Farewell to the Token
Charlie has infected the MBTA to the point where they are now refusing to sell T tokens—as if the Charlified subway stations were the only places tokens came in handy. There are plenty of situations where it’s easier to use a token ($1.25 at the size of a pfennig, as discovered by an exchange student who dropped the latter into turnstiles until she got caught), for example when you need to get $1.25 into a Charlie card reader on an overpriced bus with no Charlie ticket-selling machines for miles around—one coin at a time, because the slot only takes one coin at a time.
That’s what I used tokens for until they stopped selling them to me at Government Center. Despite their party over the last token, they haven’t actually installed any vending machines there yet, and the Charlie-style turnstiles aren’t plugged in for some unknown reason. So you have to pay them in cash (or tokens, if you stocked up) if you don’t have a pass. Charile only knows what they do to commuters who actually have CharlieCards or non-pass CharlieTickets.
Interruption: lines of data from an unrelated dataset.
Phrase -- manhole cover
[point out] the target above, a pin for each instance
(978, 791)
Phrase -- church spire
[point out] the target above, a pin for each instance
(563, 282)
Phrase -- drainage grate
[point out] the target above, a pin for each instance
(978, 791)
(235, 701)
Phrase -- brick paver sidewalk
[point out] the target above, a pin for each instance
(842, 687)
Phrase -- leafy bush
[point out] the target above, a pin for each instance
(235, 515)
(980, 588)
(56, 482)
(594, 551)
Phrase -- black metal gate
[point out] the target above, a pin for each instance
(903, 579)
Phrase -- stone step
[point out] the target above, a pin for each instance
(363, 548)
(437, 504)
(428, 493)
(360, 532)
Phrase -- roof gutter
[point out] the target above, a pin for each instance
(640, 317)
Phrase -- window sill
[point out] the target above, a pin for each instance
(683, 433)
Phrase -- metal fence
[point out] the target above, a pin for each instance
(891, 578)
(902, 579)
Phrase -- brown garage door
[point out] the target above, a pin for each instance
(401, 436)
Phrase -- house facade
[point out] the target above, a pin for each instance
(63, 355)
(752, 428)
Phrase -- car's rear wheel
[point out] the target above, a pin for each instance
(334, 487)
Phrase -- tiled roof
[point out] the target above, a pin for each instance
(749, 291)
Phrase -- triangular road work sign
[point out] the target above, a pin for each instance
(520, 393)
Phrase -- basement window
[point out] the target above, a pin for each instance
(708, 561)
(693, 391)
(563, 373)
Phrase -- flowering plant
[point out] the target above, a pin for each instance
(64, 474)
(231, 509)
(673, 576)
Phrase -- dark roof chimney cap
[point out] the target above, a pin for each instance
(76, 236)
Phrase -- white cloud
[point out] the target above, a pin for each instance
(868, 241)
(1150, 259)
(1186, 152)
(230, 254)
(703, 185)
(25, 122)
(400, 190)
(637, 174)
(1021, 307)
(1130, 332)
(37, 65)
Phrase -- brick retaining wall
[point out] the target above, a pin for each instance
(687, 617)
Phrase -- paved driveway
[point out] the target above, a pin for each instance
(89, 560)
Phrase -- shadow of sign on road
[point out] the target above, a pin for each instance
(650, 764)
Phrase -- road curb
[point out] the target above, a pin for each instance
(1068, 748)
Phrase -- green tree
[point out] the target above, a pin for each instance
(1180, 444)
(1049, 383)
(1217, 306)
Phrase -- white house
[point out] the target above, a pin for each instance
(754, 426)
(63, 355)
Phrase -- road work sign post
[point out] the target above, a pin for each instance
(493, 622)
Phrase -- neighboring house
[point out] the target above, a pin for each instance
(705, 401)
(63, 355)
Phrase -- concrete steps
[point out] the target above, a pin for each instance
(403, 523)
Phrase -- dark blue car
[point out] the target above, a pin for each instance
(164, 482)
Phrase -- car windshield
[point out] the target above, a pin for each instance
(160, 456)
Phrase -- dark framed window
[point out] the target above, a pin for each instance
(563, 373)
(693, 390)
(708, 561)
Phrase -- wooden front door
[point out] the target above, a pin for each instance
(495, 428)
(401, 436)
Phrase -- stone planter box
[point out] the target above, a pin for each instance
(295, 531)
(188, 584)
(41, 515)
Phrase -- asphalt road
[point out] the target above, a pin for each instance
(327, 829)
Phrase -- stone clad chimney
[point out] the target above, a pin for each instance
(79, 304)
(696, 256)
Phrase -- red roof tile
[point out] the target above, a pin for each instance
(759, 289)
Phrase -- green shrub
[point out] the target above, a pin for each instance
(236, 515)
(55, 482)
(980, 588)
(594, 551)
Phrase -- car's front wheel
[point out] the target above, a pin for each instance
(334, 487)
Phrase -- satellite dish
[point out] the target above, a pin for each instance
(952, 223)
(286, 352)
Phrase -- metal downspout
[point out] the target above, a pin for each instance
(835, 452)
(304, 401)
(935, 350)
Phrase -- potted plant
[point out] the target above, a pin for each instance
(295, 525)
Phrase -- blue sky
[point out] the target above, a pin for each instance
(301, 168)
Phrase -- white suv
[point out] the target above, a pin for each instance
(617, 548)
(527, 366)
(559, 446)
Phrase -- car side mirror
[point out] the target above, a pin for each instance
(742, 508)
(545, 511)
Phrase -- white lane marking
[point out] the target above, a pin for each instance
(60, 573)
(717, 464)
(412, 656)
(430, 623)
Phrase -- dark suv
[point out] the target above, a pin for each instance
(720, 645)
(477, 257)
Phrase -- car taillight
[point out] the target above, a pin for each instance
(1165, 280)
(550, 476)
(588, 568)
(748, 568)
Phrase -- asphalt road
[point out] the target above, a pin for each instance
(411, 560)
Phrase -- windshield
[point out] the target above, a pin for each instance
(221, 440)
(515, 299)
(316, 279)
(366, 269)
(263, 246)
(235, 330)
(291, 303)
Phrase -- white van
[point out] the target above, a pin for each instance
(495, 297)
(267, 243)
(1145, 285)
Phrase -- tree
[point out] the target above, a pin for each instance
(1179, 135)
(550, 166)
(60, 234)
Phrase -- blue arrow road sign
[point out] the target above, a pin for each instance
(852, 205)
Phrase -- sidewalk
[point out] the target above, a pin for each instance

Probably they wave them through. Fare collection is at an all-time low across the system. Of course it’s always been nominal on the Green Line, but I’ve only paid in full for about half my pricey bus rides to the ‘burbs this month. Mostly the driver waved us past Charlie because he’s slower than a traffic jam on 93 (when he’s not completely toast from the Rainbow Screen of Death).
Then there’s this one driver who never sets the machine to the right price, so I’ve gotten a few 25 or 35 cent bonuses on those runs. He even tried to give me a 35 cent CharileTicket as a refund for my last token. I looked at the poor guy like he was trying to sell me a squid. What would I do with it? Save up four of them and run them through Charlie one at a time? The other commuters would lynch me.